Hablando de innovación, hay ciertamente que hacerlo también del papel de la casualidad. Diversos pensadores nos han advertido de que debemos aprovecharla mejor:
- “En el campo de la observación, el azar sólo favorece a la mente preparada” (Louis Pasteur).
- “Lo esencial en un invento es la casualidad; lo malo es que pocas personas se topan con ella” (Friedrich Nietzsche).
- “La Providencia nos da la casualidad; para sus fines ha de moldearla el hombre” (Friedrich von Schiller).
Al relacionar la casualidad con la innovación en las empresas, hablamos de “serendipidad” (diccionario de Manuel Seco), que viene a ser la facultad de los individuos que, receptivos a lo casual, hacen de la misma inferencias valiosas, deducciones que contribuyen a la ampliación de los campos del saber y a la innovación. Con este término (también decimos “serendipia”), nos referimos no sólo a detenernos ante la casualidad, sino también a la intuición, la sagacidad, la perspicacia que conduce a conclusiones y aplicaciones valiosas.
Recordando descubrimientos —rayos X, teflón, silicio negro, horno de microondas, pegamento de cianoacrilato, algunos edulcorantes y fármacos, etcétera— que seguramente no habrían surgido de otro modo, podemos pensar que hay todavía mucho por descubrir, ya nos guiemos por casualidades o por causalidades. Para avanzar en estas reflexiones, cabría sí subrayar el papel, en la génesis de la innovación, elementos tales como:
- El capital humano, si superamos la imperante sinonimia con el término “recursos humanos”, y catalizamos la expresión de aquél en las empresas.
- La casualidad, en conjunción con mentes atentas y receptivas, tal como sugieren tantos descubrimientos “serendipitosos”.

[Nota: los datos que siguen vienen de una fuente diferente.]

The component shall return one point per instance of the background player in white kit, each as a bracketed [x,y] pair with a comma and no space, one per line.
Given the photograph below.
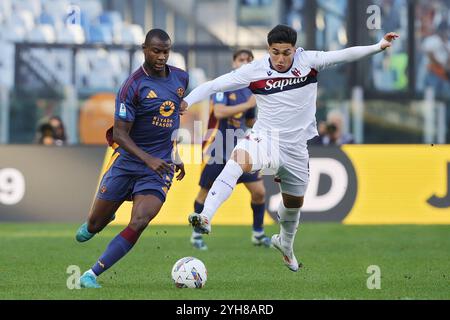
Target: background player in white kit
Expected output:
[285,85]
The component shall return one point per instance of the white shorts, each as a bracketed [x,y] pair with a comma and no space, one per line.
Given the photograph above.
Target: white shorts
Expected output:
[289,164]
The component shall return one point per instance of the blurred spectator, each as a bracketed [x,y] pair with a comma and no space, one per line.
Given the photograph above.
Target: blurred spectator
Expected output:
[52,132]
[334,131]
[45,135]
[59,133]
[437,49]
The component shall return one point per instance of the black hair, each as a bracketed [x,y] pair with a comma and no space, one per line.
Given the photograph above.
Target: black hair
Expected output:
[241,51]
[156,33]
[282,34]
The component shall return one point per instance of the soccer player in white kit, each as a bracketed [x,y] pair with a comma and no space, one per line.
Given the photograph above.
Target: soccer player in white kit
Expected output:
[285,85]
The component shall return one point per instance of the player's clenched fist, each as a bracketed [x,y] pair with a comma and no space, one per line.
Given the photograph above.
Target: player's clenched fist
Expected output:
[158,165]
[388,38]
[183,107]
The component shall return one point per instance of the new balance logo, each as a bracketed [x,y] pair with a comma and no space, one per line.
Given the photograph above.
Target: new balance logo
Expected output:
[151,95]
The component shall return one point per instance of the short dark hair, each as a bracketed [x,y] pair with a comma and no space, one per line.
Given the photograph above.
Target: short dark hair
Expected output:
[237,53]
[282,34]
[156,33]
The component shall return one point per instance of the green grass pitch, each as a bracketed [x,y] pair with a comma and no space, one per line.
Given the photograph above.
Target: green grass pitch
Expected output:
[414,263]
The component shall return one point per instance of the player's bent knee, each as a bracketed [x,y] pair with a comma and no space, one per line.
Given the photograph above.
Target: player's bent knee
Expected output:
[259,196]
[292,201]
[140,223]
[242,158]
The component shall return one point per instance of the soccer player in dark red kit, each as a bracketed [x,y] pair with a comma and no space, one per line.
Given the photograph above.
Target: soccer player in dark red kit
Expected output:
[144,161]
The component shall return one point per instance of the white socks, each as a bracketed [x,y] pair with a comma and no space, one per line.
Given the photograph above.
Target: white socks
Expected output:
[289,220]
[222,188]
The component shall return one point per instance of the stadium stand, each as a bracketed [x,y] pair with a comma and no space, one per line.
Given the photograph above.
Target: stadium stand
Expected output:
[75,22]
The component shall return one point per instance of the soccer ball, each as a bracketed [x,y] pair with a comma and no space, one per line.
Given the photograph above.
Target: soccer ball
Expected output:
[189,272]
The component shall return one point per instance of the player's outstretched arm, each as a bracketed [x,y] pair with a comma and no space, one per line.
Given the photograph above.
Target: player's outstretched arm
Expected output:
[320,60]
[234,80]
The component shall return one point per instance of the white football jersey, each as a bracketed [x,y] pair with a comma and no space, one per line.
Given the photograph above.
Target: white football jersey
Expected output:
[286,101]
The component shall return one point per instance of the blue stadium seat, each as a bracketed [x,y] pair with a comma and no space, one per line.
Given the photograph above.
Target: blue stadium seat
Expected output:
[100,33]
[46,18]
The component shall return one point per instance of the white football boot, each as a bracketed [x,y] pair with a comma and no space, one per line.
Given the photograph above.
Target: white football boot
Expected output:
[200,223]
[288,255]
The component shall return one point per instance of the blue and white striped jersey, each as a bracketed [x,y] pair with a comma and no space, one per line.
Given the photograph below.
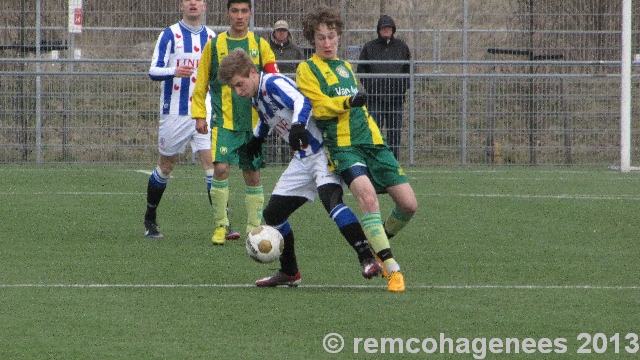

- El pensamiento conectivo, que permite trasladar algunas soluciones a otros problemas, como subrayaba F. Johansson en The Medici Effect.
- La perspectiva sistémica, para adelantarse a necesidades y expectativas del mercado, y asegurar el acierto.
- La intuición genuina, para facilitar, en las decisiones, el aprovechamiento de todo el saber a que no podemos acceder de modo racional.
- La atención a los nuevos valores, costumbres, hábitos, etc., de la sociedad, incluidos los cambios en las leyes, en la demografía y en la economía.
Obviamente la lista podría alargarse, y desde luego el avance técnico en diferentes áreas y sectores facilita la llegada de numerosas novedades valiosas al mercado; pero cabe subrayar elementos como los anteriores, que quizá merecen mayor atención de nuestra parte. Tal vez las empresas habrían de desplegar o cultivar culturas funcionales (recordemos a Ekvall, Robinson y Stern, Mendelson y Ziegler…) que facilitaran un aprovechamiento más intenso y enfocado del capital humano, entendido en amplitud y profundidad.
En verdad, se piensa poco durante el desempeño del trabajo, y quizá todavía se escuche aquello de que “no te pago para pensar”; pero es que —me temo— tampoco directivos y ejecutivos se otorgan suficientes momentos de concentración y reflexión. La intuición, por cierto, suele emerger después de pensar mucho las cosas, cuando la razón no ha resuelto y el reto está profundamente asumido. Para terminar, recuerdo que escuché a Jonas Ridderstrale advertir de que no se trataba de imitar a los mejores, sino de ser únicos como empresa.